NATIONAL AFFAIRS: by Patrick J. ByrneNews Weekly
Trade and Australia's farm dependent economy
, April 9, 2005
While Australia continues to pursue free trade in world agriculture, there are warnings that the current World Trade Organisation proposals on agricultural reform may see farm subsidies increase, not decrease.
Warning of what was on the table, Dr Brian Fisher, from the Australian Bureau of Agricultural and Resource Economics (ABARE), said that under the new proposals the US could increase subsidies for wheat, feed grain, rice, cotton and oilseeds.
Currently, the World Trade Organisation (WTO) has underway an agricultural round of trade rule negotiations, ostensibly aimed at reforming farm subsidies, particularly in developed countries.
Former Deputy Director of the Department of Trade, Colin Teese, was Australia's chief negotiator in the 1970s and '80s at the General Agreement on Tariff and Trade (GATT), now the WTO. He has pointed out, "EU, Japan and US officials have for the past forty years said that they intend to implement rules to cut farm subsidies and other trade barriers.
"But it's never seriously happened. Changes have been token, often closing off some subsidies while opening up new areas for subsidies.
"This is because from the outset in 1947, the GATT agreed to have agriculture treated differently from other industries.

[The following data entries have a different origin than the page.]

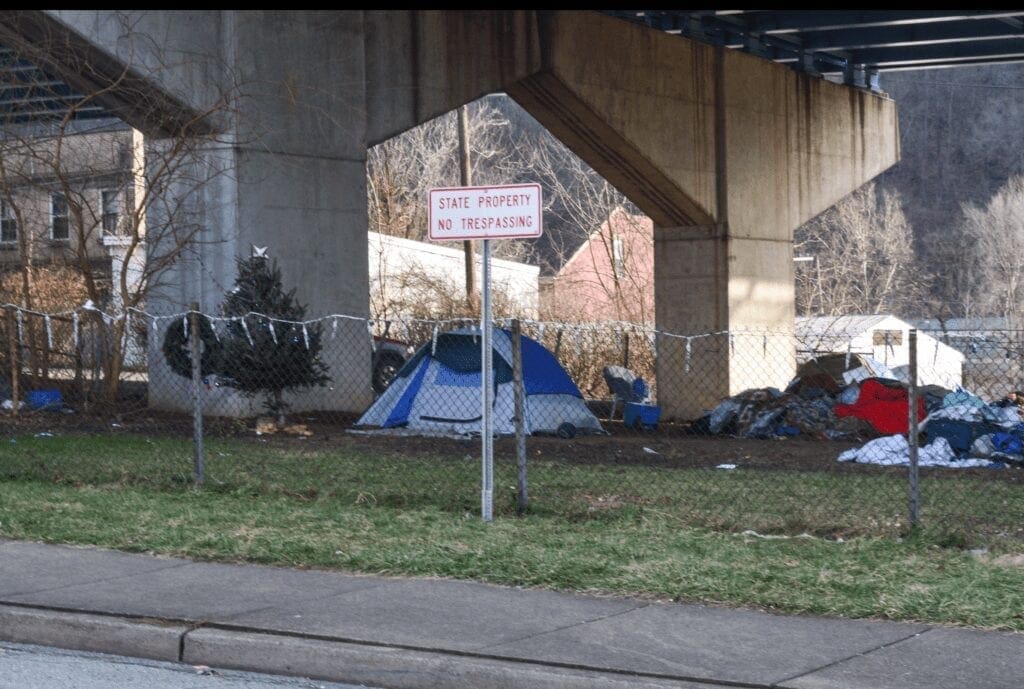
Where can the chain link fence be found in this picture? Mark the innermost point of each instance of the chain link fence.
(806, 431)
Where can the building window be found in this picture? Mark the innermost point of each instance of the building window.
(617, 260)
(8, 223)
(58, 217)
(110, 204)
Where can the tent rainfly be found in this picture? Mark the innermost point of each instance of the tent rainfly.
(438, 390)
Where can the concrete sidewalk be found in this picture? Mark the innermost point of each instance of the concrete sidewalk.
(407, 633)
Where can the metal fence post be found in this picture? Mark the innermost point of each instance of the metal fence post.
(913, 487)
(15, 369)
(195, 342)
(520, 419)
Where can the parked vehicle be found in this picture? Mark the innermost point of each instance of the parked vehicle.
(389, 356)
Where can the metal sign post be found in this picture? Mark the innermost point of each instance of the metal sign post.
(462, 213)
(486, 392)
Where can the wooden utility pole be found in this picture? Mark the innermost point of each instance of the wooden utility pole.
(466, 179)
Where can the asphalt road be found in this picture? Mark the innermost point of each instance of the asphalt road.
(41, 668)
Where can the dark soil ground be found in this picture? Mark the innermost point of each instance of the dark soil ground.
(670, 445)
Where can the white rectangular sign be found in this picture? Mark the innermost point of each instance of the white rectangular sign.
(460, 213)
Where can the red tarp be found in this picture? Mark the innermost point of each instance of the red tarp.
(885, 407)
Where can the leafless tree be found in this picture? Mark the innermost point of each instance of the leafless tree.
(863, 259)
(993, 246)
(401, 170)
(117, 208)
(589, 208)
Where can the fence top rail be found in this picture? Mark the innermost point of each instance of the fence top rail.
(620, 328)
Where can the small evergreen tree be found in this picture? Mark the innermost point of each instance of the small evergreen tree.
(266, 349)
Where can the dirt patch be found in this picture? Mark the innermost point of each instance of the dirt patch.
(670, 445)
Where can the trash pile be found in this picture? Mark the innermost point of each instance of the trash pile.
(814, 405)
(958, 428)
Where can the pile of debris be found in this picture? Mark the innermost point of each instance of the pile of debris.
(825, 400)
(958, 428)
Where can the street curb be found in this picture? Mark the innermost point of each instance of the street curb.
(84, 632)
(396, 668)
(386, 666)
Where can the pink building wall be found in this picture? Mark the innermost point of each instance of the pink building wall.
(589, 288)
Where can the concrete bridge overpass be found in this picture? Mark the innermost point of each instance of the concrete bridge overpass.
(727, 152)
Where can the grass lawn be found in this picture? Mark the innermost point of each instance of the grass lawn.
(668, 532)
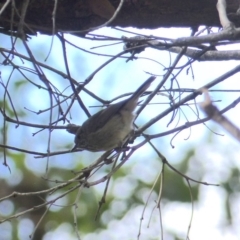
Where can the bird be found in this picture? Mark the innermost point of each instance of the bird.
(109, 128)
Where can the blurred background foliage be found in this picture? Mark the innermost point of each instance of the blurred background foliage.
(204, 157)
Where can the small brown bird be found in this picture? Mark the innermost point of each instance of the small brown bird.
(108, 128)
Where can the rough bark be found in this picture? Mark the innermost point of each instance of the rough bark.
(72, 15)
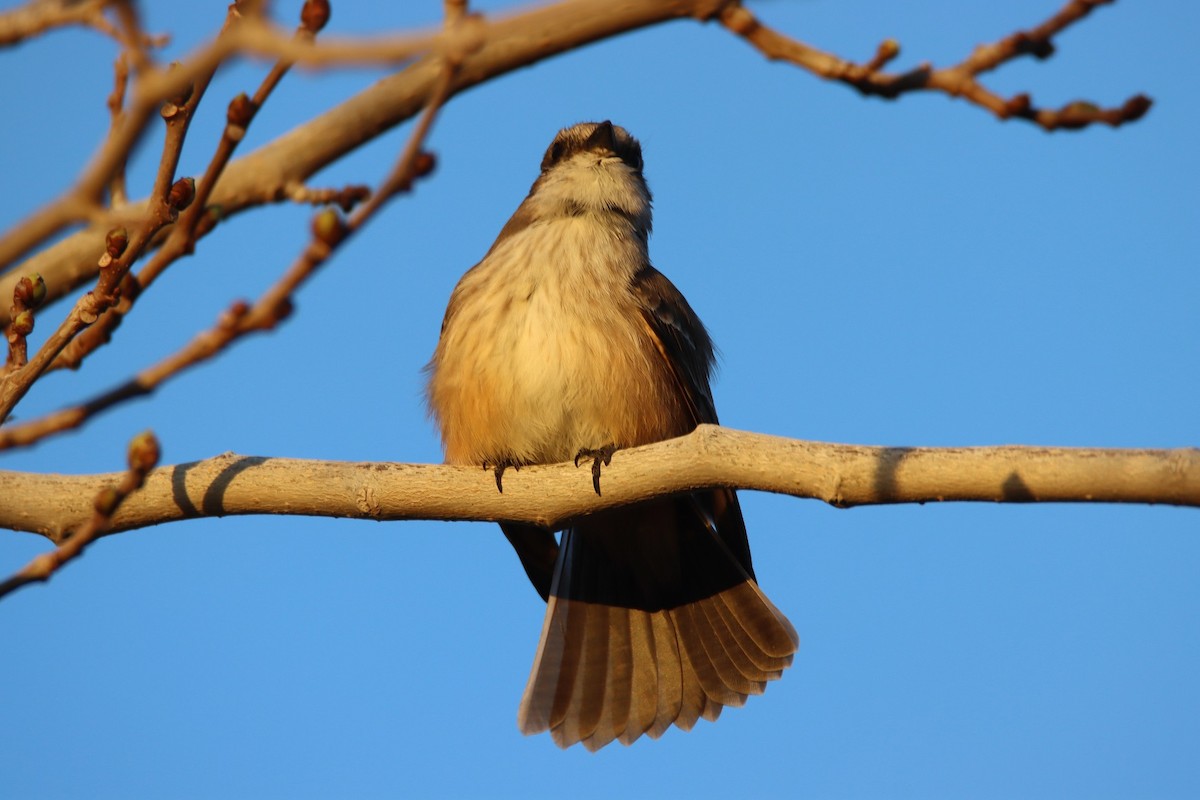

Farmers have no market power to affect the price of their inputs (like farm equipment, seeds, chemicals and fertilizers), which are largely supplied by huge corporations. Nor do farmers have the market power to affect the price of their product at the farm gate, like one farmer selling his beef or wheat onto the Australian or world market.
"Farmers are price takers on both inputs and outputs. No other industry is devoid of such market power.
"Consequently, while the big economies of the EU, Japan and the US preach the 'free trade' mantra in WTO talks, in the end, to ensure they are relatively self-sufficient in food production, they make sure the WTO rules are open enough for them to provide substantial subsidies to their farmers, as well as import restrictions on food imports."
Australia and New Zealand alone have pursued policies opposite to all WTO members. Over the past 20 years, not only have they cut subsidies to insignificant levels, they have deregulated their farm industries leaving farmers to compete on the domestic market at corrupt world prices, and exposed with no market power when buying farm inputs or selling their products to large corporations.
These policies have caused economic stress and social dislocation in Australian rural and regional areas.
This raises the question, what is the value of agriculture to the Australian economy?
Recently, the Australian Farm Institute, in conjunction with the Horticulture Australia, produced a significant report, Australia's Farm Dependent Economy: Analysis of the Role of Agriculture in the Australian Economy.
The report found that agriculture adds 3.2% to the Australian economy, but when the industries dependent upon agriculture are also considered, they make up 12.2% of the economy, worth $72.4 billion annually, and employing 17.2% of the Australian workforce. This makes agriculture and dependent industries bigger than either the manufacturing, or mining, or construction or property and business services sectors of the economy.
In line with how the US and other countries define the value of agriculture to the economy, the report said the Farm Dependent Economy (FDE) included the agricultural input sector (suppliers of machinery, chemicals, fertilisers, seeds etc), the agricultural sector itself, and the farm output sector (all those industries that process food and fibre into a huge array of foods, textiles, timber and other products).
The report found that in the Australian agricultural sector, for every million dollars generated at farm gate, there were 22 jobs on the farm, and another 65 jobs in the farm input and output sectors.
The study examined the value of the US and Canadian FDEs to their respective economies, allowing reasonable comparisons with Australia.
In 1996, the US agricultural sector contributed only 0.9% to GDP, but the total contribution of the US farm dependent economy is 13.1% of GDP, and employs 16.9% of the American workforce.
Compared to Australia, the US gains more economic benefit from exports of high-value products. These are farm products that have undergone substantial processing and handling, therefore high value adding, than the sort of bulk exports of Australian farmers. Our main exports, like wheat and live cattle, undergo little value adding in Australia.
In Canada, the agricultural sector accounts for 1.4% of GDP, but the broader farm dependent economy makes up 8.4% of GDP, and 13% of the workforce. Like Australia, Canada does not carry out as much down-stream processing of agricultural product - hence the lower contribution of the farm output sector than in the US.
The report said that in general, Australia lags behind other countries for exporting processed agricultural products.
While US exports of high value added, processed food grew 21% over the period 1994-98, Australia's grew just 1.8%
Over the same period, the exports of large volume, unprocessed, low value products like grains and livestock grew 40%.
The report concluded: "Given the marked difference between the prices of processed and unprocessed agricultural products, the agricultural sector may be losing valuable export earnings by not processing more of its products prior to export."